Current Versus Never Smokers
In the meta-analysis of current cigarette smokers (n=2433) versus never smokers (n=6956), 2623 CpGs annotated to 1405 genes met Bonferroni significance after correction for 485 381 tests (P<1×10−7). On the basis of genome-wide FDR< 0.05, 18 760 CpGs annotated to 7201 genes were differentially methylated. There was a moderate inflation factor30 λ of 1.32 (Figure I in the Data Supplement), which is consistent with a large number of sites being impacted by smoking. Our results lend support to many previously reported loci,7,8,11,13 including CpGs annotated to AHRR, RARA, F2RL3, and LRRN3 (Table II in the Data Supplement). Not surprisingly, cg05575921 annotated to AHRR, the top CpG identified in most previous studies of smoking, was highly significant in our meta-analysis (P=4.6×10−26; ranked 36, Table II in the Data Supplement) and also had the largest effect size (−18% difference in methylation), which is comparable to effect sizes in previous studies.18 Of the 18 760 significant CpGs at FDR <0.05, 16 673 (annotated to 6720 genes) have not been previously reported to be associated with cigarette smoking—these include 1500 of the 2623 CpGs that met Bonferroni significance. The 25 CpGs with lowest P values for both overall and novel findings are shown in Table 2. Table II in the Data Supplement provides the complete list of all CpGs that were significantly differentially methylated (FDR <0.05) in analysis of current versus never smokers. Adding body mass index into the model did not appreciably alter the results (Figure II in the Data Supplement).
Methylation can be either reduced or increased at CpG sites in response to smoking. For the 53.2% of FDR-significant CpGs with increased methylation in response to current smoking, the mean percentage difference in methylation between current and never smokers was 0.5% (SD=0.37%; range, 0.06–7.3%). For 46.8% of CpGs with decreased methylation in response to current smoking, the mean percentage difference was 0.65% (SD=0.56; range, 0.04–18%) The volcano plot can be found in Figure III in the Data Supplement.
We did not observe correlation between the number of significant CpGs and either the size of the gene or the number of exons or the coverage of the methylation platform. We performed a formal enrichment test for each of the 7201 genes in regard to the length of the gene or number of exons and found only 3 for which associations were observed (AHRR, PRRT1, and TNF). However, given the robust findings for a specific CpG in AHRR in multiple studies in the literature4,7,9 and our own, and its key role in the AHR pathway, which is crucial in response to polyaromatic hydrocarbons, such as are produced by smoking,31 it seems unlikely that the AHRR findings are false positives. Likewise, there is strong support in the literature for PRRT132 and TNF.33 The enrichment results for methylation platform coverage also yielded the same 3 genes.
In a subset of 3 cohorts (1827 subjects), we investigated the association of the number of pack years smoked with the 18 760 CpGs that were differentially methylated (FDR <0.05) between current versus never smokers. Significant dose responses were observed for 11 267 CpGs (60.1%) at FDR <0.05 (Table III in the Data Supplement).
To investigate the pathways implicated by these genes, we performed a gene-set enrichment analysis34 on the annotated genes. The results suggested that cigarette smoking is associated with potential changes in numerous vital molecular processes, such as signal transduction (FDR=2.8×10−79), protein metabolic processes (FDR=1.2×10−43), and transcription pathways (FDR=8.4×10−31). The complete list of 99 enriched molecular processes can be found in Table IV in the Data Supplement.

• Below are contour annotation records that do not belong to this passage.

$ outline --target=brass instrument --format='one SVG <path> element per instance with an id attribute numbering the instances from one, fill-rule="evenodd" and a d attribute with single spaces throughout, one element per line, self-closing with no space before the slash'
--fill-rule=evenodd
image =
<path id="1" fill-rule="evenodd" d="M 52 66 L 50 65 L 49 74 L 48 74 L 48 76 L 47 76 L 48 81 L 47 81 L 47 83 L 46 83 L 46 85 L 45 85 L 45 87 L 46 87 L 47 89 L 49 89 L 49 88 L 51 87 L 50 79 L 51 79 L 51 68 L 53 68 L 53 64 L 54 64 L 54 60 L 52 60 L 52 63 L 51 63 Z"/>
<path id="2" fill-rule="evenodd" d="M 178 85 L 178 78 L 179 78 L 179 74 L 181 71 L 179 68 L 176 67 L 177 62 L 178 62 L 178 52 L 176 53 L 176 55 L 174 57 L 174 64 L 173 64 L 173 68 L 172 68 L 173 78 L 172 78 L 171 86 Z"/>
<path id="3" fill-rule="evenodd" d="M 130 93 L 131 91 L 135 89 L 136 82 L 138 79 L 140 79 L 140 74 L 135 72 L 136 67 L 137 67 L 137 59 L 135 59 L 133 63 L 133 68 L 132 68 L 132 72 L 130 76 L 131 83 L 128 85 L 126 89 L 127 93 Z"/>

Former Versus Never Smokers
Meta-analysis of former (n=6518) versus never smokers (n=6956) restricted to the 18 760 CpG sites that were differentially methylated in current versus never smokers identified 2568 CpGs annotated to 1326 genes at FDR <0.05 (Table V in the Data Supplement). There were 185 CpGs (annotated to 149 genes) that also met Bonferroni correction (P<0.05/18760≈2.67×10−6). There was no evidence of inflation30 (λ=0.98) (Figure IV in the Data Supplement). We also confirmed previously reported findings for CpGs annotated to AHRR, RARA, and LRRN3.7,8,11,13 Effect sizes of these CpGs were all weaker than that in the analysis of current versus never smokers (61.2%±15.3% weaker) for the 2568 CpGs that remained significantly differentially methylated in former versus never smokers compared with current versus never smokers. Results for the top 25 CpGs are displayed in Table 3. Adding body mass index to the model did not appreciably alter the results (Figure V in the Data Supplement). A volcano plot can be found in Figure VI in the Data Supplement. In a subset of 3 cohorts (3349 subjects), analyses using pack years confirmed a significant dose response for 1804 of the 2568 CpGs (70%) annotated to 942 genes at FDR <0.05 (Table VI in the Data Supplement).

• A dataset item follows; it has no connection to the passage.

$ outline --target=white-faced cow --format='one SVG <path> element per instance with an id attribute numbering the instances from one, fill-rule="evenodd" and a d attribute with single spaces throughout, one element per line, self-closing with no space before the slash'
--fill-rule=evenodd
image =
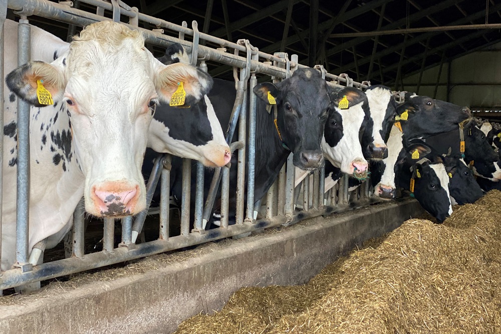
<path id="1" fill-rule="evenodd" d="M 184 64 L 166 66 L 144 45 L 140 33 L 104 21 L 86 28 L 70 44 L 35 27 L 32 61 L 16 68 L 17 25 L 5 26 L 6 101 L 2 269 L 15 259 L 16 98 L 32 105 L 29 250 L 51 236 L 54 246 L 71 226 L 84 196 L 97 216 L 135 214 L 145 205 L 140 170 L 152 114 L 168 103 L 180 83 L 187 103 L 212 80 Z M 52 95 L 45 106 L 37 82 Z"/>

The gene-set enrichment analysis27 in the former versus never smoker analyses on all 1326 genes revealed enrichment for genes associated with protein metabolic processes (FDR=1.1×10−23), RNA metabolic processes (FDR=1.4×10−17), and transcription pathways (FDR=3.9×10−18; Table VII in the Data Supplement). The gene-set enrichment analysis on the 942 genes for which the 1804 CpGs exhibited dose responses with pack years also revealed similar pathways to those summarized in Table VII in the Data Supplement, except with weaker enrichment FDR values.
In 2648 Framingham Heart Study participants with ≤30 years of prospectively collected smoking data, we examined the 2568 CpGs that were differentially methylated in meta-analysis of former versus never smokers and explored their associations with time since smoking cessation. Methylation levels of most CpGs returned toward that of never smokers within 5 years of smoking cessation. However, 36 CpGs annotated to 19 genes, including TIAM2, PRRT1, AHRR, F2RL3, GNG12, LRRN3, APBA2, MACROD2, and PRSS23, did not return to never-smoker levels even after 30 years of smoking cessation (Figure; Table 4).
The EPIC studies included cancer cases plus noncancer controls analyzed together, adjusting for cancer status. The other studies were population-based samples not selected for disease status. To evaluate residual confounding by cancer status after adjustment, we repeated the meta-analysis without the EPIC studies. The effect estimates were highly correlated: Pearson ρ=0.99 for current versus never smoking and 0.98 for former smoking versus never.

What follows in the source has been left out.